July 13, 2016  | By McCathern Law

WACO, TX — Authorities want to know how a 12-year-old girl ended up with a severe rope burn around her neck during an overnight campout with her sixth-grade classmates.

But the child and her mother believe they already know. The girl is black and attends a mostly white private school near a flourishing part of downtown. They believe she was the victim of a racially motivated attack, the culmination of months of bullying by her classmates.

“It looked like somebody had ripped her neck apart and stitched it back together,” the girl’s mother, Sandy Rougely, said in an interview with The Dallas Morning News this week as she sat next to her daughter in their Waco apartment.
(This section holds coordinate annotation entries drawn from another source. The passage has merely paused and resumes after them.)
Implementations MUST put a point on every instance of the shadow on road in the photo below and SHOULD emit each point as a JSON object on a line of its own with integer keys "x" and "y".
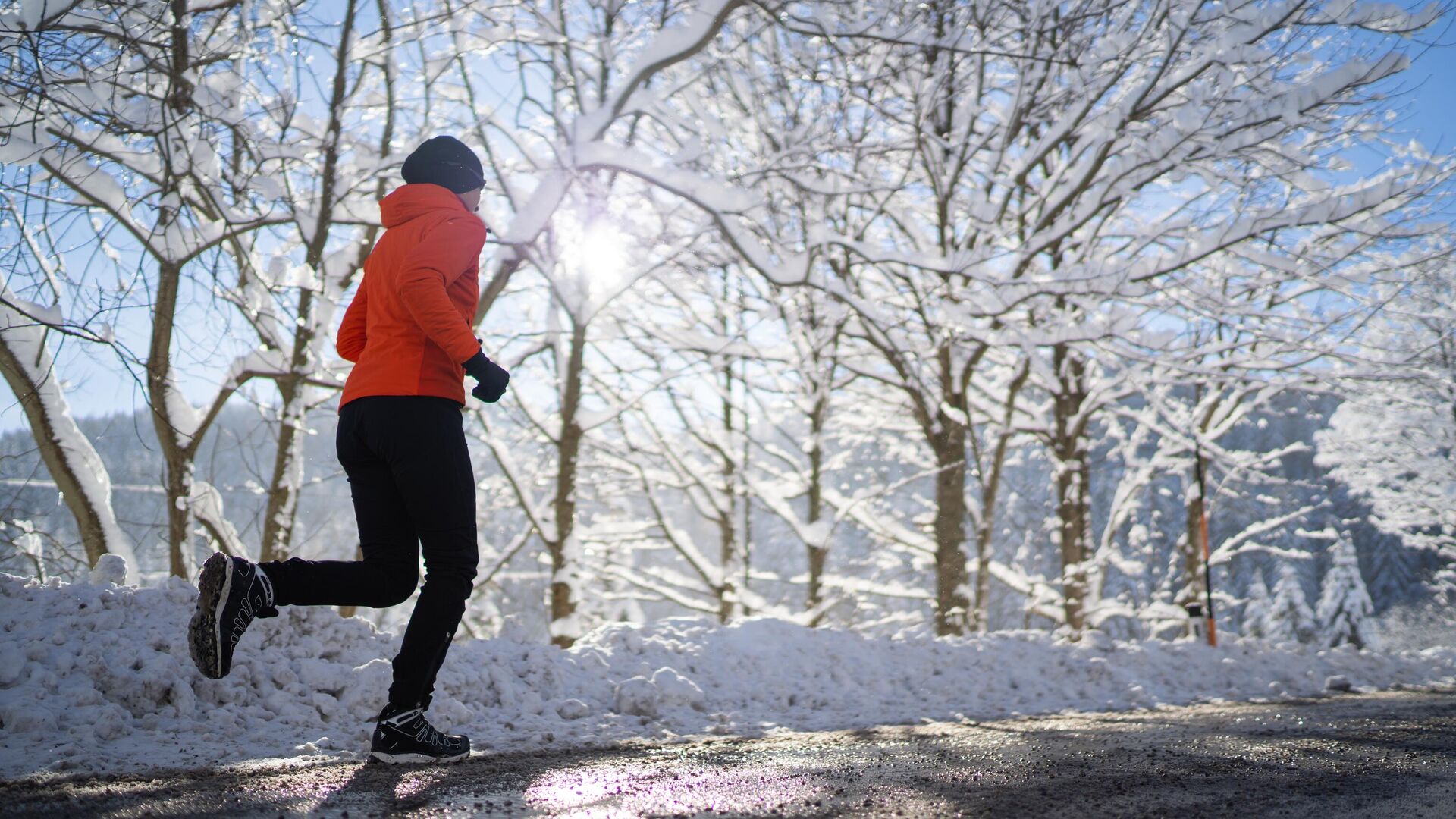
{"x": 1345, "y": 757}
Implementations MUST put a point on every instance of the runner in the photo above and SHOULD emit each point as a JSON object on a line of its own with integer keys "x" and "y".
{"x": 402, "y": 447}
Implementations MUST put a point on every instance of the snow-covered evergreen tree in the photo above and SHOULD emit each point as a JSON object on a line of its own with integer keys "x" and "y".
{"x": 1256, "y": 607}
{"x": 1343, "y": 599}
{"x": 1289, "y": 615}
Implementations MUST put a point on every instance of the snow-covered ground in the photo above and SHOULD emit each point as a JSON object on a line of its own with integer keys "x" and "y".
{"x": 96, "y": 678}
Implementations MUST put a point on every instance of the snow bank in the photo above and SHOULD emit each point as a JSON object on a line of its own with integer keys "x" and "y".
{"x": 96, "y": 678}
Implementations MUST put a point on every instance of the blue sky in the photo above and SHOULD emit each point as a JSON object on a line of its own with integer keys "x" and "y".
{"x": 98, "y": 385}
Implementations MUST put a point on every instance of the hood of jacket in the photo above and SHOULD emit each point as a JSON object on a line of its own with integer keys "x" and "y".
{"x": 411, "y": 202}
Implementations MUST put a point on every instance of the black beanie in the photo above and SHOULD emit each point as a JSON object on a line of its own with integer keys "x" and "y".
{"x": 446, "y": 162}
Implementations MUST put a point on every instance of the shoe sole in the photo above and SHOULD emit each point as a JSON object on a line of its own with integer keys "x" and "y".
{"x": 204, "y": 634}
{"x": 408, "y": 758}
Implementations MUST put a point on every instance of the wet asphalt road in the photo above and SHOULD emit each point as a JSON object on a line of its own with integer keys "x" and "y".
{"x": 1350, "y": 755}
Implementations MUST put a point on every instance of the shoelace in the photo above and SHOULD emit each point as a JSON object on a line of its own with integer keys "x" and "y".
{"x": 422, "y": 730}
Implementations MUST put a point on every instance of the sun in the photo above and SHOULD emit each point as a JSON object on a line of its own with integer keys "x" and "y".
{"x": 595, "y": 256}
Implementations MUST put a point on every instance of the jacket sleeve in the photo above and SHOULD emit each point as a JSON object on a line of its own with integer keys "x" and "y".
{"x": 350, "y": 343}
{"x": 444, "y": 254}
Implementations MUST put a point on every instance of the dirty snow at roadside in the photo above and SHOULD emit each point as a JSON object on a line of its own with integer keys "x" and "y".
{"x": 96, "y": 678}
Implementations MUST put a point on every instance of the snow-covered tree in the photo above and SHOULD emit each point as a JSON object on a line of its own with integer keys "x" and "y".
{"x": 1394, "y": 438}
{"x": 1289, "y": 615}
{"x": 1345, "y": 605}
{"x": 1256, "y": 607}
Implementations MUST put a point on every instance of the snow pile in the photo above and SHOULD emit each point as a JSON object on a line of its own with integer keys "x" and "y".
{"x": 96, "y": 676}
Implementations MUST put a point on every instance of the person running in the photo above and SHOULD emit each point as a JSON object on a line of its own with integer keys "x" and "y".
{"x": 402, "y": 447}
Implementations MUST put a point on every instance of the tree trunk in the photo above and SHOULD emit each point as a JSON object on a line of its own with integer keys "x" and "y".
{"x": 817, "y": 553}
{"x": 949, "y": 526}
{"x": 287, "y": 472}
{"x": 990, "y": 491}
{"x": 67, "y": 453}
{"x": 1072, "y": 499}
{"x": 563, "y": 602}
{"x": 159, "y": 387}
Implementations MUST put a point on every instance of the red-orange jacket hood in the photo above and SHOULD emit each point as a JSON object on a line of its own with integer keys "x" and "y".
{"x": 410, "y": 202}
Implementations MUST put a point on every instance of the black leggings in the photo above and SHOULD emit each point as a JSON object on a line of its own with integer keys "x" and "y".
{"x": 413, "y": 484}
Live Oak Classical School said in a statement that the girl’s injuries were “caused accidentally” while the students — eight girls and 14 boys — were playing with a rope swing attached to a tree. The girl was one of two black students on the trip.

The school contends the girl’s lawyer is using race to take advantage of an accident for financial gain.

The grammar school dean, Allison Buras, who went on the campout, did not respond to a request for comment. Instead, a member of the board of directors, Jeremy Counseller, emailed a statement to The News.

It said, in part, that “the student and some of her classmates were playing with a swing and an attached pull-rope on a field trip. The student received first aid treatment immediately after the accident by a parent chaperone who is also a physician, and she was able to enjoy the remainder of the field trip, which lasted through the next day. Live Oak takes the safety of its students seriously and is saddened that one of its family suffered an unfortunate accident and injury.”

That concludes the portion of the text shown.